How to download the full Kepler dataset and Missing Link to Documentation

Question

How to download the full Kepler dataset and Missing Link to Documentation

exowanderer opened this issue 5 years ago · comments

Describe the bug
The website which originally contained the documentation http://dan.iel.fm/kplr is
no longer valid

To Reproduce
Click here: http://dan.iel.fm/kplr
Also: goto the main repo page, and click the words the documentation! at the bottom.

Expected behavior
For the website to load the documentation and tutorials

Additional context
Link should open https://dfm.io/kplr/ instead

Dan Foreman-Mackey · Answer 1 · Mon Mar 30 2020 20:20:36 GMT+0800 (China Standard Time)
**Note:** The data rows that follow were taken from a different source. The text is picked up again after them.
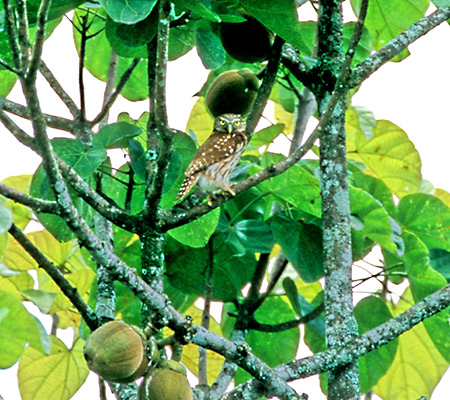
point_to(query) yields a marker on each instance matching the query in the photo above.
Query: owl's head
(229, 123)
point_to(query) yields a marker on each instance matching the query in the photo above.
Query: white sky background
(413, 94)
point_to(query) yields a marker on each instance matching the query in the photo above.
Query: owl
(216, 158)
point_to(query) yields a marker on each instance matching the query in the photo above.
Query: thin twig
(56, 86)
(110, 100)
(284, 326)
(206, 316)
(37, 205)
(363, 70)
(12, 36)
(110, 82)
(70, 291)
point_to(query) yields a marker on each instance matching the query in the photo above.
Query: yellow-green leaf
(284, 117)
(200, 121)
(18, 327)
(388, 155)
(56, 376)
(418, 366)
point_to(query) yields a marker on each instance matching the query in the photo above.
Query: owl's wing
(217, 147)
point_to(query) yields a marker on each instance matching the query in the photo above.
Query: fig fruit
(167, 382)
(232, 92)
(248, 41)
(117, 352)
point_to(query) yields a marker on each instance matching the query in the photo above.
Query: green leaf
(364, 47)
(181, 40)
(210, 49)
(428, 217)
(375, 187)
(292, 293)
(197, 232)
(296, 187)
(200, 121)
(115, 135)
(386, 19)
(301, 244)
(281, 17)
(265, 136)
(18, 327)
(274, 310)
(200, 8)
(424, 281)
(128, 11)
(186, 268)
(58, 375)
(388, 155)
(253, 236)
(6, 219)
(7, 81)
(376, 222)
(371, 312)
(417, 367)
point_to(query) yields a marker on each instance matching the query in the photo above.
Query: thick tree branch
(52, 121)
(363, 70)
(71, 292)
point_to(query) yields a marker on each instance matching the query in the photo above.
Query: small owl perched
(216, 158)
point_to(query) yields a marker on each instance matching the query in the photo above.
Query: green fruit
(167, 382)
(232, 92)
(117, 352)
(248, 41)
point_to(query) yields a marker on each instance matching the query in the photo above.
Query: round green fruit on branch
(248, 41)
(232, 92)
(117, 352)
(167, 382)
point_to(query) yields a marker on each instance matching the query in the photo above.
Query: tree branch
(358, 347)
(363, 70)
(110, 100)
(12, 36)
(71, 292)
(55, 85)
(266, 87)
(52, 121)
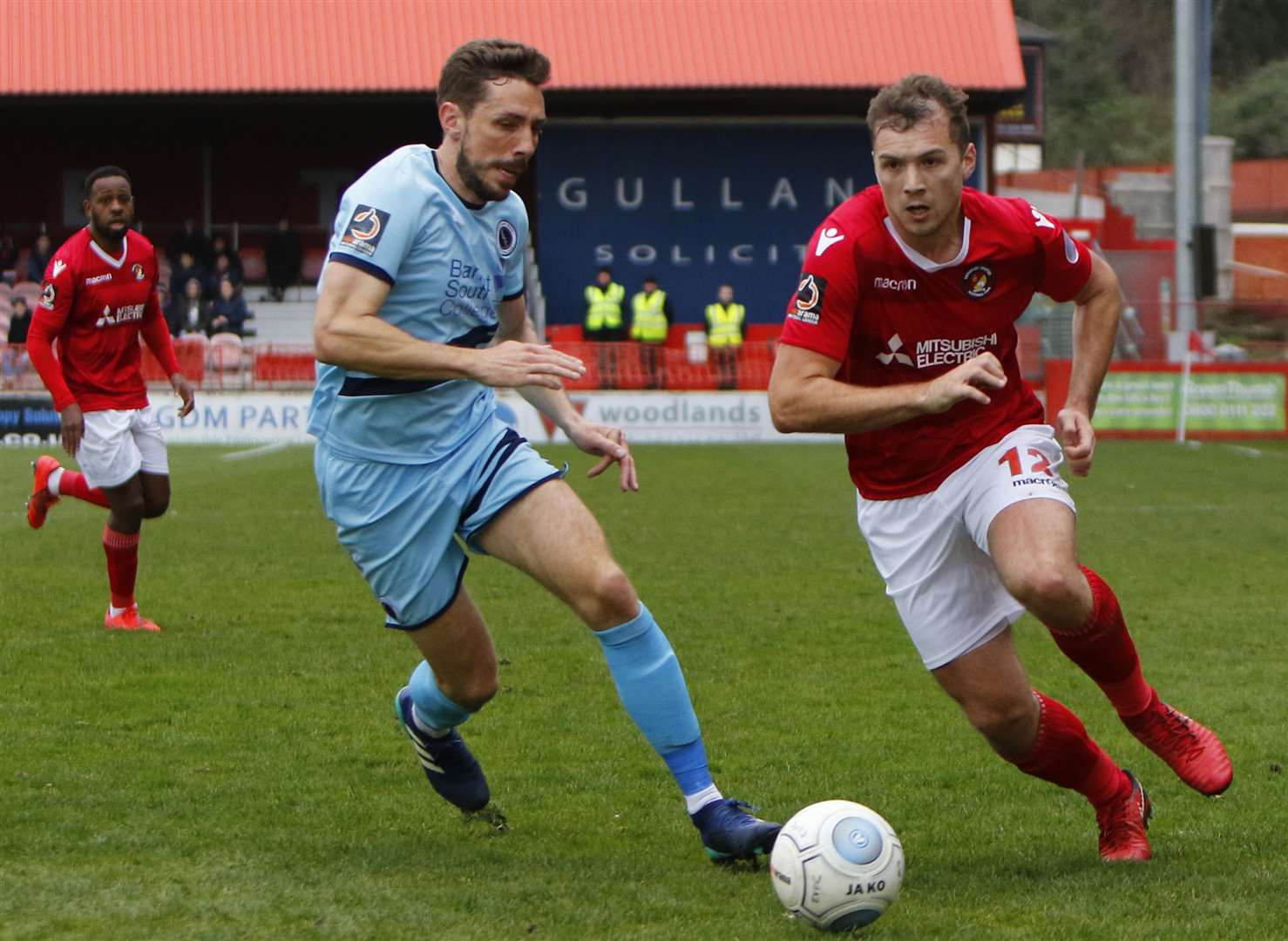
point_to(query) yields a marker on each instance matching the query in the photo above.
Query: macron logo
(894, 355)
(827, 239)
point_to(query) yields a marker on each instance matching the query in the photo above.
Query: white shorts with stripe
(932, 550)
(119, 443)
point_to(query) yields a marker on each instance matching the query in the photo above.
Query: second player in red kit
(98, 298)
(900, 336)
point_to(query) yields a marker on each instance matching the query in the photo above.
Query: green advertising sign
(1217, 402)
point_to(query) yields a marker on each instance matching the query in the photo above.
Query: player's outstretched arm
(604, 441)
(804, 394)
(1095, 325)
(348, 332)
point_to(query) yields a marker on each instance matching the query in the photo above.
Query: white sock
(425, 727)
(701, 798)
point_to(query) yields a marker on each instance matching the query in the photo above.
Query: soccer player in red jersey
(902, 337)
(99, 295)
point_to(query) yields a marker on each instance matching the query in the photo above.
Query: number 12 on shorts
(1042, 465)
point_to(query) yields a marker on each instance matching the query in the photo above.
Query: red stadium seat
(281, 366)
(191, 353)
(560, 334)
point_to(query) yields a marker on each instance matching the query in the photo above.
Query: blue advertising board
(693, 204)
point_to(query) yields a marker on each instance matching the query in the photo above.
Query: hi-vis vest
(648, 322)
(725, 325)
(604, 307)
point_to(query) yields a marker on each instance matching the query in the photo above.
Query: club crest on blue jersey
(365, 229)
(506, 239)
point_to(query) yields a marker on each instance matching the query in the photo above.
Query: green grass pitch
(241, 775)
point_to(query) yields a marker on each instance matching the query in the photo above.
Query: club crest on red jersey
(365, 229)
(978, 282)
(809, 299)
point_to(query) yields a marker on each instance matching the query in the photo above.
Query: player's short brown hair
(912, 99)
(103, 173)
(487, 59)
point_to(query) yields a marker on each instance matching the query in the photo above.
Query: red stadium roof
(220, 46)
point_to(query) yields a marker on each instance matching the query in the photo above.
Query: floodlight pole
(1185, 155)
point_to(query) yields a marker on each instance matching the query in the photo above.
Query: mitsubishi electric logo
(939, 352)
(894, 355)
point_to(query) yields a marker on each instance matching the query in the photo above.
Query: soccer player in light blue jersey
(420, 315)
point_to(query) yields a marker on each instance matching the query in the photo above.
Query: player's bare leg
(128, 506)
(552, 536)
(456, 679)
(1034, 545)
(1045, 739)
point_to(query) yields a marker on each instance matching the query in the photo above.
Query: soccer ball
(837, 865)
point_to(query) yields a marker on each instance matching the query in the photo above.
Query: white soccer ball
(837, 865)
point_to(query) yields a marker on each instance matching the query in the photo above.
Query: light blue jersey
(450, 266)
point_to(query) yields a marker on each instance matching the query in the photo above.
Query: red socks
(1067, 755)
(1104, 652)
(123, 564)
(72, 484)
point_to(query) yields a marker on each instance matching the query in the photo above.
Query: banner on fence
(1144, 399)
(282, 417)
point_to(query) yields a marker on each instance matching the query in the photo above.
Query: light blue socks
(436, 712)
(652, 689)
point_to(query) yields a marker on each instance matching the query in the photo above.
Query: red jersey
(96, 307)
(891, 315)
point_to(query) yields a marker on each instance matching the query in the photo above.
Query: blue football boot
(449, 765)
(730, 833)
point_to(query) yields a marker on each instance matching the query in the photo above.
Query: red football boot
(40, 498)
(1122, 825)
(129, 619)
(1193, 751)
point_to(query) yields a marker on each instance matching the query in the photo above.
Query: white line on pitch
(256, 452)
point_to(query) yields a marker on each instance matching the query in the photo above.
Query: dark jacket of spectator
(8, 256)
(186, 269)
(283, 258)
(188, 313)
(229, 267)
(19, 322)
(37, 259)
(193, 241)
(228, 312)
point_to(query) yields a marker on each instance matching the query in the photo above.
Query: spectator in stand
(188, 268)
(228, 313)
(193, 241)
(232, 261)
(13, 362)
(724, 336)
(19, 321)
(283, 259)
(37, 258)
(224, 270)
(10, 258)
(604, 323)
(188, 313)
(652, 317)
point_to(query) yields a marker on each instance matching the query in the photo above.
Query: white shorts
(119, 443)
(932, 550)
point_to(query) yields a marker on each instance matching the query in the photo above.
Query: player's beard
(471, 174)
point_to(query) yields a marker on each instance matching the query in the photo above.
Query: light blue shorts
(403, 523)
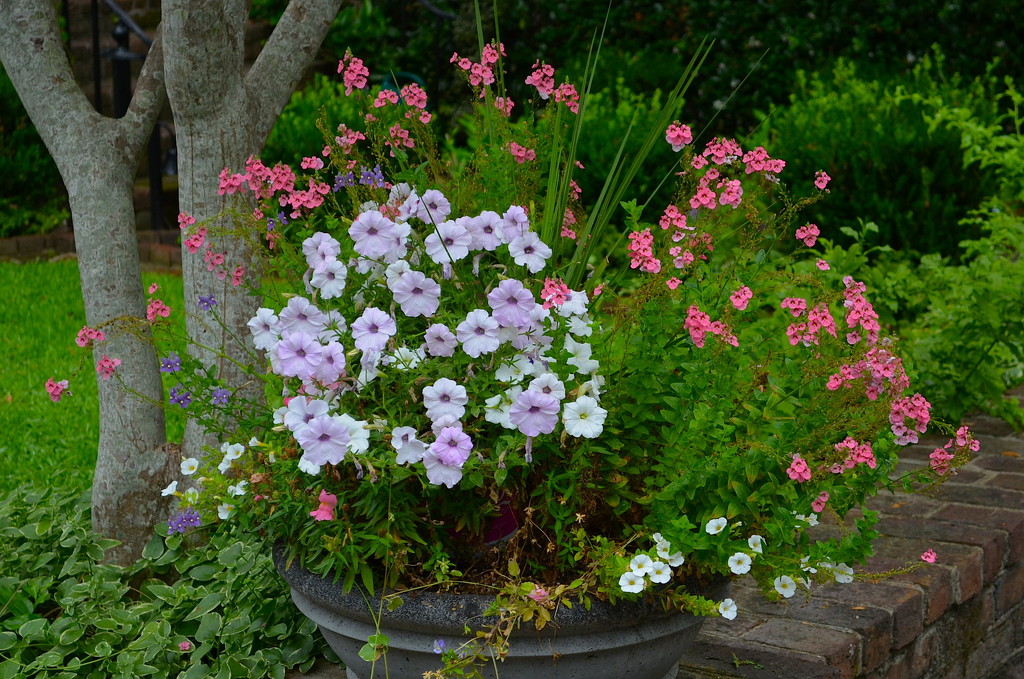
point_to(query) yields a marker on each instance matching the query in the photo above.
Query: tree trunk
(97, 158)
(222, 116)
thanks for this! I'll fix it, but I'd generally recommend using lightkurve instead for most things. Are there features here that you still want?

Jonathan Fraine · Answer 2 · Mon Mar 30 2020 22:06:45 GMT+0800 (China Standard Time)

To answer your question: Not exactly.

I'm trying to download the entire 200k x 17 quarters long and short cadence data. Friends at MAST suggested that kplr was an efficient API for downloading all of the kepler time series data (and headers). I don't want to click 200k x 17 download buttons; and I don't want the FFIs.

I have a mediocre internet connection; but I also have 5TB of storage capacity. So I decided that downloading and operating locally is probably better for me than downloading on the fly.

To my (very limited) knowledge, there is not a sequence of wget scripts to grab the full light curve info. I want to do injection test, then train both GPs and DNNs on a subset to get a feel for the time scales involved in both analyses.

Sorry to derail this comment section into a "can you help" thread; but do you suggest using kplr, lightkurve, or a completely different technique to download all of this data?

Dan Foreman-Mackey · Answer 3 · Mon Mar 30 2020 22:14:33 GMT+0800 (China Standard Time)

ah - happy to help!

What do you mean by "headers" and "full light curve info" here? I would expect that all the information would be in the FITS files themselves. If I wanted to download all of the light curves, I would definitely use something like wget rather than kplr or lightkurve because the latter two will need to send multiple requests to MAST for every target/light curve instead of just one per light curve file.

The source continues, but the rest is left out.